My grandfather worked as a coal miner and later, a letter carrier, and during the depression he was frequently unemployed. The family shared a garden with the black family down the hill and the children of both families played with each other. It was one of those rare moments of history when poor whites and blacks shared equal destitution.

My father’s side of the family were middle class and I didn’t know them well. My father’s mother was haughty and judgmental. In those few times I saw her she usually condescended to say something unkind about me, although she couldn’t possibly have known me well enough for it to be true. I neither understood nor remembered what she said but I remember her cold and imperious face. But it’s my mother’s mother I want to talk about: Birdie Bradberry Wiseman.

My father left when I was six and the Wiseman house became my daycare center. I was born two years before the end of World War II and remember the celebratory years after.
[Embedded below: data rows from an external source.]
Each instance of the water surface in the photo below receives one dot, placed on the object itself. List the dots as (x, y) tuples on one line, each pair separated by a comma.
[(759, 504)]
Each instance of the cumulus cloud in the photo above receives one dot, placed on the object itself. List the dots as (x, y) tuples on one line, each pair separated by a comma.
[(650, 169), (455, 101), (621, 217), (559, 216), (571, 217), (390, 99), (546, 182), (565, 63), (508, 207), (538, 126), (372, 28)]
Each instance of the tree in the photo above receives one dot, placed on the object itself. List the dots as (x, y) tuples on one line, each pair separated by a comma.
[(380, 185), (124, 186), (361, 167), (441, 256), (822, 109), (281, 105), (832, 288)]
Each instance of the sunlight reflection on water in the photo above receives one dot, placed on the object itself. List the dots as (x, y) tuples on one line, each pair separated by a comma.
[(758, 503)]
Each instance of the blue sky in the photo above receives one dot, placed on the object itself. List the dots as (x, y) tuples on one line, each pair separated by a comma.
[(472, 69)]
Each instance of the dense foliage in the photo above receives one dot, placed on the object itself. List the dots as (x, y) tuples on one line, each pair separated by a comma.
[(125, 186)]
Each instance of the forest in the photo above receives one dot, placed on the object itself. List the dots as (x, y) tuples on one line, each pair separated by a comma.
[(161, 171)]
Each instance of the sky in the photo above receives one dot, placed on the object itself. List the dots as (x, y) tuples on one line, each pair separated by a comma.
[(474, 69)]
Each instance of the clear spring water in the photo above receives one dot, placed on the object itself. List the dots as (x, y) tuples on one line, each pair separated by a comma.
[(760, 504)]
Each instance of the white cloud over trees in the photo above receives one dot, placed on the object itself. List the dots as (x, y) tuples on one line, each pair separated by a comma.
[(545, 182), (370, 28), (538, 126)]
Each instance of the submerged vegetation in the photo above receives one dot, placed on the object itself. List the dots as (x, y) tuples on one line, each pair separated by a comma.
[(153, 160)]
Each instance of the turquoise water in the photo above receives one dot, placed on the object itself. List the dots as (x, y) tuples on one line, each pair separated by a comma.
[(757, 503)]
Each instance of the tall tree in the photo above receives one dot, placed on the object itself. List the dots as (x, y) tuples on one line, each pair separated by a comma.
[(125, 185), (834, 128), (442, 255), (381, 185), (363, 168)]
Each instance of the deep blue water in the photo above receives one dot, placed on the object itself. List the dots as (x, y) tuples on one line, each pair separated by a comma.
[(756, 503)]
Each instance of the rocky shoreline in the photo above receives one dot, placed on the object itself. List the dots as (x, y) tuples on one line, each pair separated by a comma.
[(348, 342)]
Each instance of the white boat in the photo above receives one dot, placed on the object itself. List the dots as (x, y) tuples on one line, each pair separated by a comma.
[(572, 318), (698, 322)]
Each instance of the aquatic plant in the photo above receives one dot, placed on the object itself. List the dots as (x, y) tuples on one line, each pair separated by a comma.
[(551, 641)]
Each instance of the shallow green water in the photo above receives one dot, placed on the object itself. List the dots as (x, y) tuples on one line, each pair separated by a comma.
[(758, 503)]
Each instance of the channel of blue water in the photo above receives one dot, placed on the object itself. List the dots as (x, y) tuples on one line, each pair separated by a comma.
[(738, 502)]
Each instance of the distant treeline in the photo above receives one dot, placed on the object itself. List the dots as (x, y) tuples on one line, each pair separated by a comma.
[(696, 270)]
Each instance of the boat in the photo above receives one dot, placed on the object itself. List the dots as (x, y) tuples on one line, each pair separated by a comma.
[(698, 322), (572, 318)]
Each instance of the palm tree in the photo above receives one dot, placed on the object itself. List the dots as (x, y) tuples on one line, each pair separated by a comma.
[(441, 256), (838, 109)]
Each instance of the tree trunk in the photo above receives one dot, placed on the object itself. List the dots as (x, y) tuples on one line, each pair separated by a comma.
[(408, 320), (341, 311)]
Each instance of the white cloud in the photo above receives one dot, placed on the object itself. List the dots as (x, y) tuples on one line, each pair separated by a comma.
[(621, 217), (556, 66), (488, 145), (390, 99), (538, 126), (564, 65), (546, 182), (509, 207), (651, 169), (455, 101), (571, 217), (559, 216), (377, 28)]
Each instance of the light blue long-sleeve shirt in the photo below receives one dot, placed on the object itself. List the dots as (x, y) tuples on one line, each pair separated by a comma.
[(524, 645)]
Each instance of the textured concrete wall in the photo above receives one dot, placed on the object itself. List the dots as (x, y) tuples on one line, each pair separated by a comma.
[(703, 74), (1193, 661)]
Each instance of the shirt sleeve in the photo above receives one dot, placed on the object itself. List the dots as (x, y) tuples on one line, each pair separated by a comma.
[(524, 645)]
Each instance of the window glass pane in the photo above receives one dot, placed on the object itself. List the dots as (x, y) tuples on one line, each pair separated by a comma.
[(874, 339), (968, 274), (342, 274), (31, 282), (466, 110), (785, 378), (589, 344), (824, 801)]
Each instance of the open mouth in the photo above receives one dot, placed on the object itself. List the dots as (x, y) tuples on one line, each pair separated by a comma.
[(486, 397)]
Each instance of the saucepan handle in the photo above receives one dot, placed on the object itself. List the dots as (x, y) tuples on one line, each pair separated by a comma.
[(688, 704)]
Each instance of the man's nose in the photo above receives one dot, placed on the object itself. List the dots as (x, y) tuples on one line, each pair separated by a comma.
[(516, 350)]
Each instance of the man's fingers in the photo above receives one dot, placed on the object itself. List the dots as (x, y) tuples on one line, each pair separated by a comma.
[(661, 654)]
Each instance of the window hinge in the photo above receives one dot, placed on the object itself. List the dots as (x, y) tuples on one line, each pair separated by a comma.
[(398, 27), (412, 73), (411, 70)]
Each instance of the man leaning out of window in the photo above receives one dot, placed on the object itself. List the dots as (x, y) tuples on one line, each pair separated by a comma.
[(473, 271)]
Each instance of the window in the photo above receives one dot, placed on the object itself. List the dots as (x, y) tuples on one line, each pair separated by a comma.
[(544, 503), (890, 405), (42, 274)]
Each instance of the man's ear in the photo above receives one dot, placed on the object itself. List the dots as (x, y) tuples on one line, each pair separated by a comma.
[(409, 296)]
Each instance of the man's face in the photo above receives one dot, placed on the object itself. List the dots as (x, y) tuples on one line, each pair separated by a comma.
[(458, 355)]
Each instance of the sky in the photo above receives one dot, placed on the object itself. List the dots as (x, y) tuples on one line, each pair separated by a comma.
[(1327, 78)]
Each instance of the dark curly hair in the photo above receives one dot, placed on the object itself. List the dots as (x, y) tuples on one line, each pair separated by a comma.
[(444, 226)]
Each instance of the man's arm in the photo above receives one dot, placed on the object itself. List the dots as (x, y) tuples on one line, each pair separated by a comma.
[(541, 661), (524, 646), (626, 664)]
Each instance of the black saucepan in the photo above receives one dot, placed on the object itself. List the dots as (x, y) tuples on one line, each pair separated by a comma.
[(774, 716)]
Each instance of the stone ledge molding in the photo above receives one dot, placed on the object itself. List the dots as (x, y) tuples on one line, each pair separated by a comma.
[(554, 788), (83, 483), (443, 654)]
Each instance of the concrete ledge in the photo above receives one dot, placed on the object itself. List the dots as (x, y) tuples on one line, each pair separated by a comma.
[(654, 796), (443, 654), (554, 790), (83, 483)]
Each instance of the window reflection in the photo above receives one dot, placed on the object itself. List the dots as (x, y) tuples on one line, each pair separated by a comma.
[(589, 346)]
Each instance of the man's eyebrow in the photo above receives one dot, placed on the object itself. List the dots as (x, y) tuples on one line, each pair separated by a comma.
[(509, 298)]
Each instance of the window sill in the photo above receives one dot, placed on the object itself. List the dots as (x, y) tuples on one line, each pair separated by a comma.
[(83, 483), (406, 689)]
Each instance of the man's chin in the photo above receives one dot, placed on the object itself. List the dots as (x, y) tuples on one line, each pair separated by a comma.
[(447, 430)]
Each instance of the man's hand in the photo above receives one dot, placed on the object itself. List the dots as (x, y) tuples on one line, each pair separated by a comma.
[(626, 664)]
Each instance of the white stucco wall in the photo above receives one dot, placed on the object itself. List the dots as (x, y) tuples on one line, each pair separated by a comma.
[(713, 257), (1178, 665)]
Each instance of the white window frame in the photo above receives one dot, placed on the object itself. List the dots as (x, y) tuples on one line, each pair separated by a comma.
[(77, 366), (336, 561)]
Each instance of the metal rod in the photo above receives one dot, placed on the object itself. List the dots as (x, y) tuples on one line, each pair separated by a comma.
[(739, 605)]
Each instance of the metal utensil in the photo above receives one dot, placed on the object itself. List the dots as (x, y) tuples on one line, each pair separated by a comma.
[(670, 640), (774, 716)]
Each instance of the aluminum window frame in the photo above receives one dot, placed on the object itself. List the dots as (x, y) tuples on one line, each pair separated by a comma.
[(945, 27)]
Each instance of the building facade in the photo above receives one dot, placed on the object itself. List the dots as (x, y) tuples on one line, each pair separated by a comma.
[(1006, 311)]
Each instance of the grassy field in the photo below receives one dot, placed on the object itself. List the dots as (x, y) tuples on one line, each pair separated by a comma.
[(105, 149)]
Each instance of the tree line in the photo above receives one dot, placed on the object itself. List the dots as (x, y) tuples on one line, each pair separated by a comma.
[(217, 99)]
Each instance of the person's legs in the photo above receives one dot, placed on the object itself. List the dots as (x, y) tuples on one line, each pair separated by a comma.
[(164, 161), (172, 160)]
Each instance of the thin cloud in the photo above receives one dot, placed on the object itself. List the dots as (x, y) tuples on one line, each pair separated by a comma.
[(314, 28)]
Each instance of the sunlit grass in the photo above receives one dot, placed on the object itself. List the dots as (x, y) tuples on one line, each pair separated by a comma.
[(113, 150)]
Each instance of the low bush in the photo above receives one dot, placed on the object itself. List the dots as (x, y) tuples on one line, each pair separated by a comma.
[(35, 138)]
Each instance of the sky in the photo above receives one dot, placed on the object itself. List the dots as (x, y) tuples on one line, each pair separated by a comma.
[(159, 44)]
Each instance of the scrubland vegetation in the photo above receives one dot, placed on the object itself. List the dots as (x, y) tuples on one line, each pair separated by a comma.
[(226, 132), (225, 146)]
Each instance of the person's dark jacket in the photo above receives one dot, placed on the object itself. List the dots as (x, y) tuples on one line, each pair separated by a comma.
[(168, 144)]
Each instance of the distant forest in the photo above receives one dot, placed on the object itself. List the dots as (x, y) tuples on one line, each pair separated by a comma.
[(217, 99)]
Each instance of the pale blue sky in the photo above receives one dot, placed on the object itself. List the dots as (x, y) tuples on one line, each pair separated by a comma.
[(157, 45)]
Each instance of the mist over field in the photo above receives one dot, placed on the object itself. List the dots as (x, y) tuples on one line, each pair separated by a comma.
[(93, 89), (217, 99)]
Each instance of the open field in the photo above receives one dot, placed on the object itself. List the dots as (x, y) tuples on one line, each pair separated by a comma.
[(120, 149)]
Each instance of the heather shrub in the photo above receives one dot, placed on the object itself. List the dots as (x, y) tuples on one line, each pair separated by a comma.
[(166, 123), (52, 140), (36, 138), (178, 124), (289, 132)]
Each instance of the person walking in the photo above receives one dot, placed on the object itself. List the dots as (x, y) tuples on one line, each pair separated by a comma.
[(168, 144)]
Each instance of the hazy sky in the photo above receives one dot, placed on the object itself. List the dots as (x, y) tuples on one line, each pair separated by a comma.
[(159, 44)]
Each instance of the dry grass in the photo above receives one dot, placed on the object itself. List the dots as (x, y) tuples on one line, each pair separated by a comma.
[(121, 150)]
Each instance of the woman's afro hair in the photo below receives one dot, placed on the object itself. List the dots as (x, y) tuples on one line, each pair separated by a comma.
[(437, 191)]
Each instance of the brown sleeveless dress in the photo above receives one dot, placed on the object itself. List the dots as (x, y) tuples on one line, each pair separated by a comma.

The men were home from the war and animated with whiskey, barbecuing in the back yard, me turning the crank of the ice cream maker. My grandmother’s barbecued lamb would bring people from miles around. I have never since tasted anything like it. When people asked her for the recipe she’d always leave one or two ingredients out so that it could not be replicated. It was accompanied by turnips, yams, collards, corn bread, mashed potatoes, black-eyed peas, and finally apple or pumpkin pie. Alternately, there was chicken or turkey. She’d go into the back yard, snatch a chicken by its head, wring its neck, pluck it, cook it and have it on the table for dinner. I remember her with a chicken’s pin-feather stuck to her sweaty cheek and an unfiltered chesterfield with a long ash hanging from her lips, she managing somehow to not let the ash fall in the food. And of course, she cooked the giblets. She’d cook the liver, gizzard, heart and lungs and drop them into a delicious, salty gravy that could be spooned on to the mashed potatoes. I remember always competing for the chewy tough gizzard and gobbling it down. My more refined friends are shocked at my recounting of the giblets, but she’d come from poverty, and everything was eaten; the carcass boiled for soup. I’m getting hungry as I write this. She was good.

In the morning there were fresh eggs from the hens out behind the garage, bacon or breakfast ham, and grits. There were eggs and calf-brains, toast and jelly. I don’t remember the lunches well, but I do remember soup and sandwiches. She was used to feeding men who worked hard. This was the working class division of labor in those days. It was about survival in the truest sense.

Early on, the family did not have a refrigerator; they had an ice box, and to this day I refer to the fridge as the ice box. It looked like the old Coca Cola cooler you’d find in gas stations with the door on top. The men in the family would go to the ice house, buy a large block of ice and bring it home. I forget how long that block lasted, but in the summer heat in Memphis it couldn’t have lasted long.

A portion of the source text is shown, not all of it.